El cacereño, sediento y agotado tras todo un día y una noche de pesada caminata, vio amanecer con la esperanza de que el nuevo día le ofrecería al fin la ansiada libertad que tanto esfuerzo le estaba costando, pero lo único que pudo hacer fue lanzar un ronco sollozo de desesperación al advertir que la glauca luz que se anunciaba por levante iba a incidir sobre la figura de un tuareg que le observaba impasible con la larga espingarda terciada sobre las rodillas.
¿Cómo era posible?
¿Qué explicación tenía que el sol estuviera surgiendo frente a sus ojos cuando abrigaba el firme convencimiento de que había pasado el día y la noche avanzando en sentido contrario?

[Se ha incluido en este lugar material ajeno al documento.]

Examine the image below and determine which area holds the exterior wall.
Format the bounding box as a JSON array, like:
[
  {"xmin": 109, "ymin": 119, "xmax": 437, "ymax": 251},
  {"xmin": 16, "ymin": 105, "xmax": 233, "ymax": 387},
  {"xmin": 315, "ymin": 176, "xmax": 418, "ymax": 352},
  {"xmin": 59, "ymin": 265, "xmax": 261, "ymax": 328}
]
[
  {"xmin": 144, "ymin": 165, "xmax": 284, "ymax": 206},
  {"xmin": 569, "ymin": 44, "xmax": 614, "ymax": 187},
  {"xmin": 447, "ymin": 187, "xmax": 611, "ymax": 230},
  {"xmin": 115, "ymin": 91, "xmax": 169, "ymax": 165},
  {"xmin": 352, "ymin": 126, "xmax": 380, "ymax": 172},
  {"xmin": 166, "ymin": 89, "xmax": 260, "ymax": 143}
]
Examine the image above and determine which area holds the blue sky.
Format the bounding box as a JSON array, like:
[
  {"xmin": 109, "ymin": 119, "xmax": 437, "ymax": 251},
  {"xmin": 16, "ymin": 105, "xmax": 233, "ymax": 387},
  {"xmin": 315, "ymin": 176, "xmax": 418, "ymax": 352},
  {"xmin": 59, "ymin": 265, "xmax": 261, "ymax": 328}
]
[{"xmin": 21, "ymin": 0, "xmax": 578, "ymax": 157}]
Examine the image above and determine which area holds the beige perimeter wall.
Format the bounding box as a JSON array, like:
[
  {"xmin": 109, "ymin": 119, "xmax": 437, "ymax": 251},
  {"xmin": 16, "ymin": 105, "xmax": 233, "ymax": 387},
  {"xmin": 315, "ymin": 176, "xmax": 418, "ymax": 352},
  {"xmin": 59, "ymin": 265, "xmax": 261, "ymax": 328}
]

Nunca llegó a saber que tenía una pierna apenas unos centímetros más corta que la otra.
De un solo disparo el «Señor del Pueblo de la Lanza» le voló la cabeza, que cortó luego de un seco tajo de afilada y recta espada.
Al verla rodar a sus pies, Emeterio Padrón se limitó a comentar con voz ronca:
— ¡Dos!
El tercero murió reventado, contemplando con los ojos muy fijos las miríadas de estrellas de la fría noche sahariana, y al cuarto le picó una víbora cornuda, lo que le obligó a quedar tendido en mitad del pedregal, con la pierna amoratada, aguardando su fin entre horribles dolores, sin tan siquiera el consuelo de unos sorbos de agua con los que mitigar la insoportable sed de la agonía.
Los tuareg opinaban que el agua era un bien demasiado precioso allí, tan lejos del siguiente pozo, como para malgastarla en alguien que no vería ya la luz del nuevo día.
La siguiente víctima fue una niña, la hija menor del «Señor del Pueblo de la Lanza», quien ordenó enterrarla bajo un montón de rocas para que los chacales y las hienas no tuvieran acceso a su escuálido cuerpecito.
Asistió al sepelio con la misma impasibilidad con que demostraba enfrentarse a todo en esta vida, ya que la tuberculosis que había arrastrado a la tumba a la pequeña era, a su modo de ver, una de las tantas e inevitables circunstancias adversas con las que se veía obligado a enfrentarse a diario su pueblo.
Únicamente la grasa giba de camello podría haber librado a la pequeña de tan terrible mal, pero su padre era consciente de que no estaba en disposición de poner en peligro al resto de su familia sacrificando un valioso animal cada cuatro días con el fin de intentar salvarle la vida al más pequeño e indefenso de sus miembros.
Si la voluntad de Alá había sido que muriese, nada más se podía hacer.
Al reg pedregoso siguió un mar de arena con dunas tan altas que más parecían montañas fosilizadas que otra cosa, y éstas dejaron paso a un macizo rocoso que atravesaron en pos de las huellas de antiguas caravanas para enfrentarse, por enésima vez, a una llanura infinita y desesperante ante cuya presencia el pinche de cocina decidió poner fin a sus cuitas desgarrándose las venas con sus propias cadenas.
— Cinco.
Al alejarse de un cadáver sobre el que ya habían comenzado a trazar círculos los buitres, sus compañeros volvieron el rostro, no con pena, sino casi con envidia, puesto que aunque tenían la certeza de que el destino de aquellos despojos era el de acabar en las tripas de las bestias, incluso tan trágico fin les parecía en cierto modo preferible a la amarga realidad de seguir avanzando hacia la más absoluta soledad.
El sol era el dueño de los días.
Y tan sólo hizo dejadez de sus derechos la semana en que el viento le ocultó bajo su manto, puesto que aliado con su fiel amante, la arena, el harmattán borró de la faz de la tierra todo rastro de vida, pregonando con voz abrasadora y ronca, que en cuanto se dignaba hacer su aparición sobre el desierto, nada más existía, ni nadie conseguiría sobrevivir a no ser que él mismo decidiera poner coto a su furia inigualable.